When the wine barrels are past the prime of making their art, Pascal Zugmeyer, Z Wine Guy, makes the wine barrels into an art all their own. Every artist has their medium, and with a look at creative entrepreneurism in our wine, I present to you a portrait of an artist whose medium is wine barrels.
Zugmeyer grew up in Toulouse, France. At 21, having just graduated college, he struck out on his own and moved to the island of Saint Martin in the Caribbean. All was going well; in 2001 it got even better when along came Sally, a native New Yorker on vacation. They met at the restaurant where Zugmeyer was working and the rest was history. After one year of long-distance dating and 10 years in the Caribbean, Zugmeyer sold everything and joined Sally in the Big Apple. In 2003, they tied the knot; in 2006, their son Tristan was born; and in 2007, they left the city and bought a house in Southold to raise a family. Prior to their move, Zugmeyer, a certified sommelier, worked in the wine industry as a wine director, in wine sales and conducting private tastings; the East End was a good fit.
Zugmeyer’s first job was retail manager at Wölffer Estate Vineyard. While there, he started creating wine barrel art and displayed his pieces in the tasting room. “I made 25 candleholders, two lazy susans,” he says, “and everything sold in a week!” He has since gone on to work at restaurants and other wineries, while teaching wine classes and hosting private events, all the while working with the barrels.
He currently makes about 30 different items — from chandeliers to tables to gas-powered wine barrel fire pits — and is always adding to his portfolio. Some of his creations have been picked up by and are on display in tasting rooms across the North Fork: Roanoke Vineyards, The Lenz Winery, McCall Wines, and the Winemaker Studio. He created McCall’s ceiling lamps and the Winemaker Studio’s sign out front. The most popular are the tables, he says, second are the candle-holders, and followed by the lazy susans which are often used for wedding gifts branded with the couple’s names.

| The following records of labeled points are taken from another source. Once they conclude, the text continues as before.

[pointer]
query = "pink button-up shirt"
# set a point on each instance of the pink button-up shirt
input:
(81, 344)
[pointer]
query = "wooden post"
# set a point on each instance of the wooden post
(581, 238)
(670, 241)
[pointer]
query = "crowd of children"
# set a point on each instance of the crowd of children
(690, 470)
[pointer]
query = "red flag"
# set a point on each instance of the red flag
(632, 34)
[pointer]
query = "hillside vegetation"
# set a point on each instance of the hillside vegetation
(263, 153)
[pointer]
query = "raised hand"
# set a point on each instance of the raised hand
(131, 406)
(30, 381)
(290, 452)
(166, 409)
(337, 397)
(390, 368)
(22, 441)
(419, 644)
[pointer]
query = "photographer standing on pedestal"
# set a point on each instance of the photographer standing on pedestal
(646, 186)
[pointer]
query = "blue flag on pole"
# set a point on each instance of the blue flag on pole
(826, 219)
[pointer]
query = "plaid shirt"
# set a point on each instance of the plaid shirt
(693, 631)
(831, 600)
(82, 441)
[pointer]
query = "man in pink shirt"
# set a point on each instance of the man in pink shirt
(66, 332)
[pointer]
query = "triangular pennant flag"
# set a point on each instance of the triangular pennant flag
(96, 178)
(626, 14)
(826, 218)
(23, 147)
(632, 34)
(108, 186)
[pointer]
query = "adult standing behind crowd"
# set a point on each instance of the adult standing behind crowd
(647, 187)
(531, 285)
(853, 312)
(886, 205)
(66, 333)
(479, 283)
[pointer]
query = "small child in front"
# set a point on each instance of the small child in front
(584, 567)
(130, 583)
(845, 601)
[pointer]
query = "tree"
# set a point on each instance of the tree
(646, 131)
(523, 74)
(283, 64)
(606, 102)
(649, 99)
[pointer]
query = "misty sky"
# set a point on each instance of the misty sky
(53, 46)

Zugmeyer is not a carpenter by trade; his woodworking started in Toulouse in his grandfather’s wood shop. “He was a great woodworker and he only worked on the side,” says Zugmeyer. After a few years, asthma kept Zugmeyer out of the shop. “For over 20 years, I didn’t work with wood or go near any dust, and I forgot how much I love it,” he says. “People call me an artist now, when in fact I have bad handwriting, cannot draw anything, cannot cut straight. It just came out, and it’s become a passion and something I enjoy.”